My choice is being kind and ♥LOVE-ing and compassionate and that this is second nature to me….and I’m curious how many repetitions do I have to do it until I CAN’T NOT DO IT……until I’m actually addicted to it too…
How does one change so that the new behaviours we want to be doing are what we do? The $64 billion dollar question hey? Gosh permanent change is so elusive! I’m curious what do you do to create permanent change that becomes your new default and ‘automatic” position that is lasting?
I’m just sitting here thinking about doing an experiment with one of what I consider is an ‘automatic’ and default behaviour of mine and seeing if I can stop myself from doing it. The one that seems easiest to experiment with that comes to mind first is cleaning my teeth…..and then I think I couldn’t possibly go for very long without cleaning my teeth – it would drive me crazy! And that’s the way I want it to feel around being kind and ♥LOVE-ing and compassionate…that it is just so automatic and second nature; like nothing would get in the way of my doing it whatever the circumstances.

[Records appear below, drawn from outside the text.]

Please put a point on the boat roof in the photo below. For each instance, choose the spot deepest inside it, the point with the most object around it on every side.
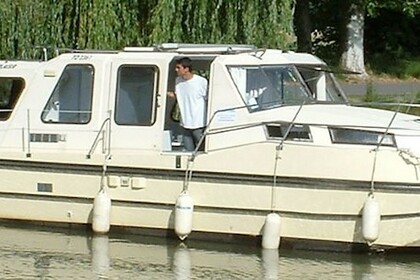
(230, 54)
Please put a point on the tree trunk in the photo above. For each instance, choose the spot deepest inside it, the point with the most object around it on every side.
(303, 26)
(352, 57)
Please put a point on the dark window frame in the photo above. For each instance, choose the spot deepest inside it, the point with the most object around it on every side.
(138, 119)
(50, 104)
(15, 92)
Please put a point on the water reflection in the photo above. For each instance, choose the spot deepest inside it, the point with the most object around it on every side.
(41, 254)
(100, 255)
(270, 264)
(182, 263)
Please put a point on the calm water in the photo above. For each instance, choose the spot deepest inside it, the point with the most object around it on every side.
(49, 254)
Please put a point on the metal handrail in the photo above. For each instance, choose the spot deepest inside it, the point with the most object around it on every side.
(102, 130)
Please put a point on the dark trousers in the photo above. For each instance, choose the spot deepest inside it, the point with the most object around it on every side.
(192, 137)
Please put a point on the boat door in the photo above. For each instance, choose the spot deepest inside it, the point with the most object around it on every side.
(133, 106)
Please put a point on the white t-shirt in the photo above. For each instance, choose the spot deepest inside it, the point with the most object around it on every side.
(192, 100)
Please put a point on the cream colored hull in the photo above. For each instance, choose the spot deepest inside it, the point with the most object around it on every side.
(309, 212)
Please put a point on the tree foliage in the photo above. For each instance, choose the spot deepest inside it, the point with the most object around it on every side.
(113, 24)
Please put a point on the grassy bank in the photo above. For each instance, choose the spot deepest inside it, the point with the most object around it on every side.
(404, 103)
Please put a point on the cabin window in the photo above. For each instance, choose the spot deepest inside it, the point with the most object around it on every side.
(361, 137)
(71, 100)
(296, 132)
(322, 84)
(135, 95)
(10, 90)
(266, 87)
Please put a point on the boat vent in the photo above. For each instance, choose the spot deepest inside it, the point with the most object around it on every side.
(297, 132)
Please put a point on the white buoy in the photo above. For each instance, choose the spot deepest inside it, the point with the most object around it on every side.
(371, 218)
(271, 232)
(101, 212)
(184, 208)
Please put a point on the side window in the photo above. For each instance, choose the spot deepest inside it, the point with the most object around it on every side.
(135, 95)
(10, 90)
(71, 100)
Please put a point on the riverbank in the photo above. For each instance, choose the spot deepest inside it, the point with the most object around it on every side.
(381, 87)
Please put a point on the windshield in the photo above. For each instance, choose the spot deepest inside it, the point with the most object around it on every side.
(266, 87)
(322, 84)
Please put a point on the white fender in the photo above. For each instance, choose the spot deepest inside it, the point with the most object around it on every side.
(101, 212)
(371, 218)
(184, 208)
(271, 232)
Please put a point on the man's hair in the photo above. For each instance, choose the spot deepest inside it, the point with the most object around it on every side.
(185, 62)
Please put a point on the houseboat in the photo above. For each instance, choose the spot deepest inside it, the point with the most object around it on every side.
(89, 138)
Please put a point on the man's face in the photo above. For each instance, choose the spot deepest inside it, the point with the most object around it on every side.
(181, 70)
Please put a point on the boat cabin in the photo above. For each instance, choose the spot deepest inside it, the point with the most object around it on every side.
(94, 102)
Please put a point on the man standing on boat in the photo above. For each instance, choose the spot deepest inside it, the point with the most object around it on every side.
(191, 94)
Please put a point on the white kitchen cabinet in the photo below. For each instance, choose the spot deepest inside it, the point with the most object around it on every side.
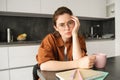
(30, 6)
(110, 8)
(21, 74)
(20, 56)
(3, 58)
(4, 75)
(49, 6)
(107, 47)
(2, 5)
(93, 8)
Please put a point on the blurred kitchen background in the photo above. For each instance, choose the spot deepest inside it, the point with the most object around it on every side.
(100, 25)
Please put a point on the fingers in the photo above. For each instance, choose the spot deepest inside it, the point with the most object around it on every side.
(92, 61)
(76, 20)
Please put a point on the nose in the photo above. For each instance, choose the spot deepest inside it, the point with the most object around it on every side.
(67, 27)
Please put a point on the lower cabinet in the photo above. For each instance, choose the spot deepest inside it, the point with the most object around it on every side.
(20, 56)
(3, 58)
(16, 62)
(21, 74)
(101, 46)
(4, 75)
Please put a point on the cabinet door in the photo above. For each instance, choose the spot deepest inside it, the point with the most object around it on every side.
(32, 6)
(21, 74)
(3, 58)
(107, 47)
(2, 5)
(21, 56)
(4, 75)
(49, 6)
(94, 8)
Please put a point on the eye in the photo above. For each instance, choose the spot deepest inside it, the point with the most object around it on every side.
(71, 22)
(62, 25)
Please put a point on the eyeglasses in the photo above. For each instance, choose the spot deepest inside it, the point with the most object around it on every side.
(69, 24)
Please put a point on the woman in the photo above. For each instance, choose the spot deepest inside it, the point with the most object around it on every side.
(65, 48)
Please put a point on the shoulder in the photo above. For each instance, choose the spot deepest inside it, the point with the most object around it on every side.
(50, 38)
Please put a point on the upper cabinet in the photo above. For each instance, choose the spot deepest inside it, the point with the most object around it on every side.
(92, 8)
(110, 8)
(30, 6)
(49, 6)
(2, 5)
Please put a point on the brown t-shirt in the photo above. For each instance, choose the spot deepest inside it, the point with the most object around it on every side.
(52, 48)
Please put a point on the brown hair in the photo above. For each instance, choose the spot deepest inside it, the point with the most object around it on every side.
(60, 11)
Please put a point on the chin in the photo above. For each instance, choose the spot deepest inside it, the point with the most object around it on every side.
(68, 36)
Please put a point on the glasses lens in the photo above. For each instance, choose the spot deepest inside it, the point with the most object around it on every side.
(71, 23)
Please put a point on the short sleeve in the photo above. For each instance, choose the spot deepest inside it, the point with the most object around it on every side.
(82, 43)
(45, 52)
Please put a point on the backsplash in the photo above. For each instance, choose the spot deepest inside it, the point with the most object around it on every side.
(37, 28)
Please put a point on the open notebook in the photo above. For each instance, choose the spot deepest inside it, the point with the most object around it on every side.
(86, 74)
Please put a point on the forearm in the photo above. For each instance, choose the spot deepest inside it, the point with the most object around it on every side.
(58, 65)
(77, 52)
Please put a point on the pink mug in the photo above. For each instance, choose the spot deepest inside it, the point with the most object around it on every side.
(101, 60)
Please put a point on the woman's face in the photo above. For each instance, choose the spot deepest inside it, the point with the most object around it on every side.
(65, 25)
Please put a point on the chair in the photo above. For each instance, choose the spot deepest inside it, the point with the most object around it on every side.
(35, 75)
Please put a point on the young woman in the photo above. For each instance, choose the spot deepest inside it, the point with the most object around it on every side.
(65, 48)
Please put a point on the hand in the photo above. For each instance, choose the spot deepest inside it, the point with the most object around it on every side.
(77, 25)
(87, 61)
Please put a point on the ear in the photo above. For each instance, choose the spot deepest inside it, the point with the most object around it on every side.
(55, 27)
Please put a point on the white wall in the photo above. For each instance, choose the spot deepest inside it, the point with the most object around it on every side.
(117, 27)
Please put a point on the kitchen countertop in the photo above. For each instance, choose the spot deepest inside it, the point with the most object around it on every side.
(26, 43)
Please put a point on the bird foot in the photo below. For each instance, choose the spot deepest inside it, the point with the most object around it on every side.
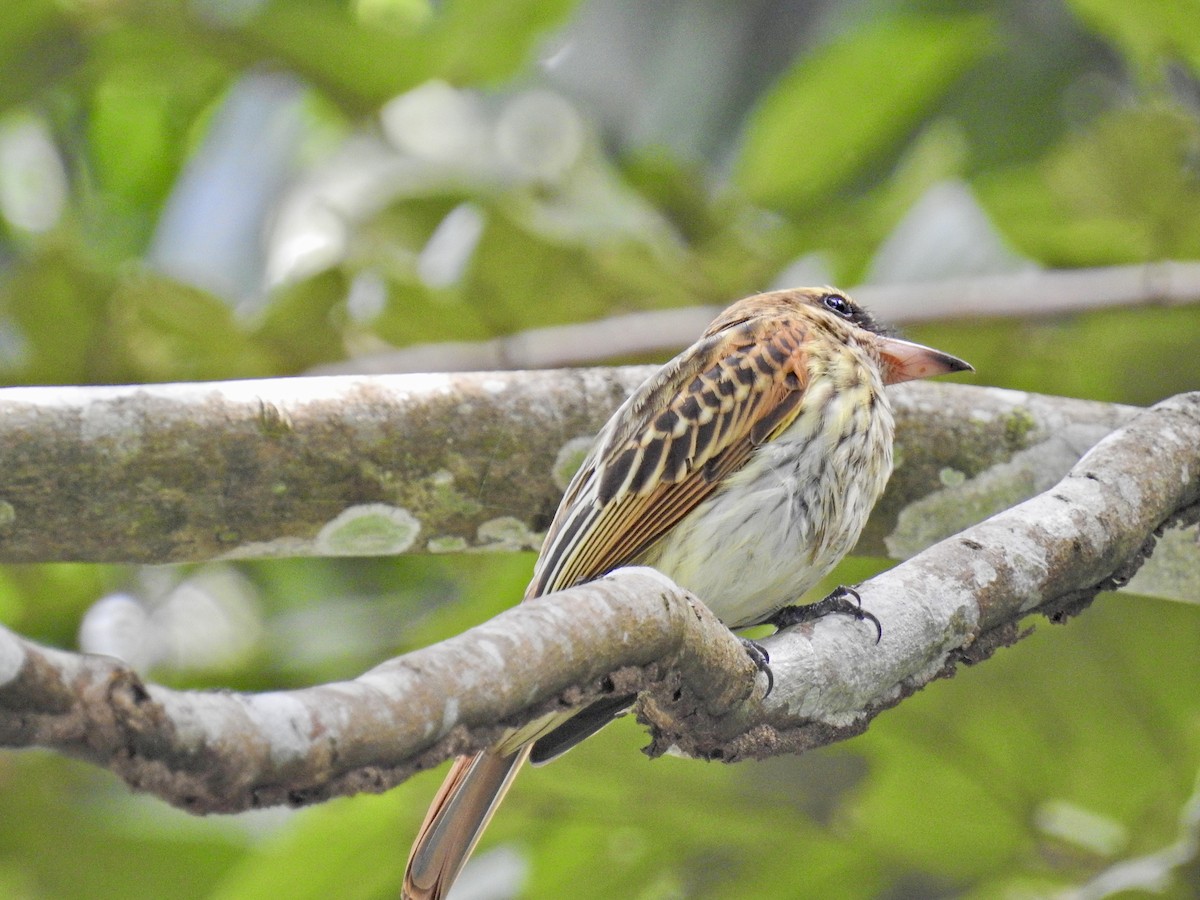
(841, 600)
(761, 659)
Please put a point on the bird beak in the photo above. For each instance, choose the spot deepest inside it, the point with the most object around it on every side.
(906, 361)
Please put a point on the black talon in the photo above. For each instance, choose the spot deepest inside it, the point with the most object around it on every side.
(839, 601)
(759, 655)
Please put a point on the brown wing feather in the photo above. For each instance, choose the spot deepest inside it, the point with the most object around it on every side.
(738, 387)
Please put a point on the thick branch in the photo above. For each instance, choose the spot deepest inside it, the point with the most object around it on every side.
(387, 465)
(957, 601)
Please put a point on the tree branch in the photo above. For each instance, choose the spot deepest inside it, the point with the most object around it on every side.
(957, 601)
(433, 462)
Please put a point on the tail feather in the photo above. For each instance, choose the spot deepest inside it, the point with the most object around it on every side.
(457, 816)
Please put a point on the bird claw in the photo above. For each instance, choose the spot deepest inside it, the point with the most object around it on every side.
(839, 601)
(761, 659)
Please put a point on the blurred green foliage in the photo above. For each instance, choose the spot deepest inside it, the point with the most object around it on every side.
(1074, 125)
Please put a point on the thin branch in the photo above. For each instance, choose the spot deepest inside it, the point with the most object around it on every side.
(959, 600)
(1031, 293)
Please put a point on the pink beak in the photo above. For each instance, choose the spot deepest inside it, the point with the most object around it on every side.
(906, 361)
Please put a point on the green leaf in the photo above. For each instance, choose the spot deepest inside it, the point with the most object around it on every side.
(1125, 191)
(1149, 34)
(838, 111)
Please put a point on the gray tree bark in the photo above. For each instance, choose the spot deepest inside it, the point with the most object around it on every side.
(633, 630)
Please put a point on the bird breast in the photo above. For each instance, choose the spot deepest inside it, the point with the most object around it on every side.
(780, 523)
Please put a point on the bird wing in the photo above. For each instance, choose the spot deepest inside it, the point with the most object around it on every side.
(673, 442)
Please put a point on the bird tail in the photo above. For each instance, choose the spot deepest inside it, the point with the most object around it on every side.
(457, 817)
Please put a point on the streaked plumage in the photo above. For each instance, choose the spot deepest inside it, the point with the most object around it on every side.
(744, 469)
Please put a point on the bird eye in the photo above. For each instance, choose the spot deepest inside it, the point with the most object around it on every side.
(838, 304)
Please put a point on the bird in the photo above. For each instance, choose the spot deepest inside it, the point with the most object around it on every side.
(744, 469)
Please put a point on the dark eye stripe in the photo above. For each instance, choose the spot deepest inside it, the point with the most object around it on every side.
(838, 304)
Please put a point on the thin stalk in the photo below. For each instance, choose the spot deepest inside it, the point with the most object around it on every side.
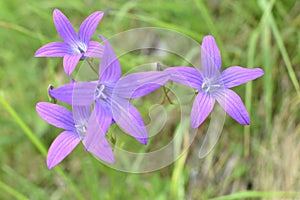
(250, 62)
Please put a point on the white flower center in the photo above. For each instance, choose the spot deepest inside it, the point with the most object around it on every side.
(79, 48)
(81, 128)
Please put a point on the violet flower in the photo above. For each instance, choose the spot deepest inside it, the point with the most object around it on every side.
(214, 86)
(74, 47)
(78, 127)
(110, 94)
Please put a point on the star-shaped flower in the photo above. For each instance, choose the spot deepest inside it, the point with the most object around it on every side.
(74, 47)
(214, 86)
(110, 94)
(78, 126)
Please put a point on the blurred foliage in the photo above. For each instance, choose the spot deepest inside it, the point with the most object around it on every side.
(261, 158)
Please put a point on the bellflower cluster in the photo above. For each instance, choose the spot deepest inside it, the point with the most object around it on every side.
(98, 104)
(74, 47)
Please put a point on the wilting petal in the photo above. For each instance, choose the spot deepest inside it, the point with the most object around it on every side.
(129, 119)
(53, 49)
(62, 146)
(55, 115)
(202, 107)
(234, 76)
(70, 62)
(95, 141)
(110, 69)
(210, 57)
(89, 26)
(234, 106)
(140, 84)
(188, 76)
(95, 50)
(64, 27)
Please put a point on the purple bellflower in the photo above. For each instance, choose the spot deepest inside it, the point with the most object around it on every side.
(78, 126)
(214, 86)
(74, 47)
(110, 94)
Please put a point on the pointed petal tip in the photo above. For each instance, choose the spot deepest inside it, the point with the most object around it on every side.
(50, 165)
(194, 125)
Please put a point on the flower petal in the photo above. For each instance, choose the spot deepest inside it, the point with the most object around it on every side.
(95, 50)
(61, 147)
(56, 115)
(81, 114)
(140, 84)
(110, 69)
(64, 27)
(103, 116)
(187, 76)
(89, 26)
(84, 93)
(53, 49)
(210, 57)
(202, 107)
(129, 119)
(95, 141)
(78, 93)
(233, 105)
(70, 62)
(234, 76)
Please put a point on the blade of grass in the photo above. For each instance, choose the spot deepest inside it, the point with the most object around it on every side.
(282, 48)
(162, 24)
(37, 143)
(258, 194)
(12, 191)
(268, 78)
(22, 30)
(177, 180)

I’m not sure I’m making sense here. Am I? I just want to throw this topic out to you and get a conversation started….It is an area that challenges me and many of the people I share with. It’s like we don’t forget to speak the language that is our native language….and we don’t have to think about choosing to do it……..My biggest question then is am I always going to have to ‘translate’ from the stronger survival strategies I devloped as I was growing up to my present conscious choice of being kind and ♥LOVE-ing and compassionate? Will it and can it become my automatic primary language?….
Love to hear what you think about this, curious and wondering, with ♥LOVE and GRATITUDE , SUSIE.